As a Christ-follower, I have a different kind of debt. Like the Apostle Paul, I feel the weight of my obligation to all peoples. “I am debtor,” Paul wrote in Romans 1:14, “both to the Greeks, and to the Barbarians; both to the wise, and to the unwise.” A debt is an obligation. So, to whom was Paul obligated? Paul was certainly obligated to Christ for his salvation. But, he was also obligated to all who do not know Christ.
The terms Greeks and Barbarians refer the Gentiles, among whom Paul hoped to have a harvest. However, Paul also desired to reach the wise, those who were lost because of their worldly wisdom, and the unwise or those considered unworthy to receive the gospel. These terms define the broad scope of Paul’s personal mission field.
Paul understood that Christ had already “broken down the dividing wall” (Ephesians 2:14) between Jews and Gentiles.

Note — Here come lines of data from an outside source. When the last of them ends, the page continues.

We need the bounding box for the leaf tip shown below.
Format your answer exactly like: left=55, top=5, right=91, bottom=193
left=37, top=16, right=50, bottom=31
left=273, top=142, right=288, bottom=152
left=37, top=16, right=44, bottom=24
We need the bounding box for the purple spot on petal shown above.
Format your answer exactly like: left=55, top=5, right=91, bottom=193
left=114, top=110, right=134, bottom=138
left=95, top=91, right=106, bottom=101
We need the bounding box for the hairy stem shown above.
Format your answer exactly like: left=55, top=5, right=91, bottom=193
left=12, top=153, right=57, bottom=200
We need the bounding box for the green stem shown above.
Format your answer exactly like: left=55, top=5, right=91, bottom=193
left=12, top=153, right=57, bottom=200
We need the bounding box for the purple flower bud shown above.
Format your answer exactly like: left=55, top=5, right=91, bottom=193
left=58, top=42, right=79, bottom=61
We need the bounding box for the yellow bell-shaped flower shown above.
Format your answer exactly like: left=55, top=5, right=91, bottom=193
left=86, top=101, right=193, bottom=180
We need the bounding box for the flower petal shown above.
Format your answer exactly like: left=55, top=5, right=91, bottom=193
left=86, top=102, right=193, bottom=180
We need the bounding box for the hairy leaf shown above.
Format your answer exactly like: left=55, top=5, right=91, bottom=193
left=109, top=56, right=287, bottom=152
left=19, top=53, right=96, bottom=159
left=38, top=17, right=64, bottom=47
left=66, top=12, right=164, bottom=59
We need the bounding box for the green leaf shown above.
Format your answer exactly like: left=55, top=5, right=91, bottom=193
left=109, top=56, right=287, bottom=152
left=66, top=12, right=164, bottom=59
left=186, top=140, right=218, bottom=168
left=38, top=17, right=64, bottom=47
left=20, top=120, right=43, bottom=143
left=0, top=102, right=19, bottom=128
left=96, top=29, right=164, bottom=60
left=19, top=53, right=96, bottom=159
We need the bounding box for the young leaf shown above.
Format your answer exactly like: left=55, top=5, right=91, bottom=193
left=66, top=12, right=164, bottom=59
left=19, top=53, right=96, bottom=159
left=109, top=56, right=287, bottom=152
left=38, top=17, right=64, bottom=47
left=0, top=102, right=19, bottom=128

And he believed that God had called him to carry the message of reconciliation through Christ to all peoples. He owed it to them. Those who know Christ are indeed in debt or obligated to take the gospel to those who do not know Christ. In other words, those who know Christ owe Christ to all people.
John R. Mott, a leader of the Student Volunteer Movement at the turn of the twentieth century, understood what it meant to be a debtor. In a speech that he gave in April 1901, Mott challenged his audience to come to grips with the fact that not only do all people need Christ, but that we owe Christ to all people. “To have a knowledge of Christ,” Mott said, “is to incur a tremendous responsibility to those that have it not.”
Unless we understand that the gospel concerns all people, we will likely never feel the weight of our obligation to the nations. Mott reminded his audience, “You and I have received this great heritage, not to appropriate it to our exclusive use, but to pass it on to others. … What a colossal crime against two-thirds of the human race to withhold this surpassing knowledge!” Withholding the gospel from others is indeed a colossal crime, one with eternal ramifications.
When considering our debt to all peoples, we must think and act strategically. Today, more than 6,600 people groups are still waiting to hear the good news. We have the resources and the capability to take the gospel to all peoples. In Mott’s words, “God forbid that we should lack vision in these days to take advantage of the tide that is rising to sweep multitudes into the all-embracing kingdom of Jesus Christ.” May we be dominated by the conviction that we must stop at nothing until we have paid our debt.